The MIPS values after injection of 5 mL and 10 mL of the four different conductivity solutions are shown in Table 2. The conclusion from the conductivity-resolution experiments is further supported by the results that liquids with larger conductivities exhibit a larger phase change for the same volume change. The MIPS value after injection of 5 mL and 10 mL of the four different conductivity solutions were compared using the paired sample t-test (α = 0.05), and a P value less than 0.05 was obtained. This finding indicates that there is a significant difference in the MIPS values between 5 mL and 10 mL solutions with the same conductivity. Hence, it can be concluded that when solution conductivity is constant, the MIPS value changes with the volume of the solution.
Table 2. MIPS values after injecting 5 mL and 10 mL of 4 solutions of different conductivities.

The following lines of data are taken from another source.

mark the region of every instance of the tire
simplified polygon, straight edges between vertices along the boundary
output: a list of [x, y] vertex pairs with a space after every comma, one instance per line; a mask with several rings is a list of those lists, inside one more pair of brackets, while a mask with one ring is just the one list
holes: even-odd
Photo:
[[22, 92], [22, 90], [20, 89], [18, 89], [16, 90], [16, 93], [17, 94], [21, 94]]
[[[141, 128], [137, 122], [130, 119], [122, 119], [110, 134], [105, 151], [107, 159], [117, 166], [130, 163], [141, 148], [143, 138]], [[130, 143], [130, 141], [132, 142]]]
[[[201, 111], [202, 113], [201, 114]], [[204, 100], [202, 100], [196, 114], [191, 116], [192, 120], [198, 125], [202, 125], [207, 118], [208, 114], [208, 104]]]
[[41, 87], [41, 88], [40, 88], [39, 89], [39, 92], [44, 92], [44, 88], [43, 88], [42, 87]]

Target solution | MIPS (°) |
|
---|---|---|
5 mL | 10 mL | |
Edema | 70.2040 ± 0.5360 | 94.2350 ± 0.1104 |
Hemorrhage | 73.7142 ± 0.3616 | 98.9468 ± 0.1229 |
Normal saline | 75.6464 ± 0.3994 | 103.3409 ± 0.1248 |
Saline (5%) | 93.2278 ± 0.2534 | 105.6064 ± 0.1006 |
Rabbit CH experiment
Figure 4(a) shows the original MIPS change trends of the blood injection process for rabbit No. 1. The MIPS declined with the increasing blood injection volume, with a relatively stable declining curve, falling by a total of 1.9676 degrees. After injecting 1 mL, 2 mL, and 3 mL of blood, the measured MIPS changes were 0.72638°, 0.63758°, and 0.5627°, respectively. The MIPS changes exhibited only minor fluctuations in a local region, with a volatility of approximately 0.035°. Amplification of the MIPS data from rabbit No. 1 in the 0.6 mL to 0.7 mL observation interval is shown in Fig. 4(b). The interference from lung activity is mixed. As shown in Fig. 4(c), the original signal from rabbit No. 1 becomes very smooth after noise reduction and filtering are applied. Figure 4(c) indicates that with the increase in blood volume, the change in the MIPS value decreases. In the salt water simulation experiment, MIPS was obtained by subtracting the phase before the injection from the phase during detection. In the rabbit CH experiment, MIPS was obtained by subtracting the detection phase from the phase before the injection. Therefore, the MIPS trend for the rabbit CH experiment was different from the salt water simulation experiment.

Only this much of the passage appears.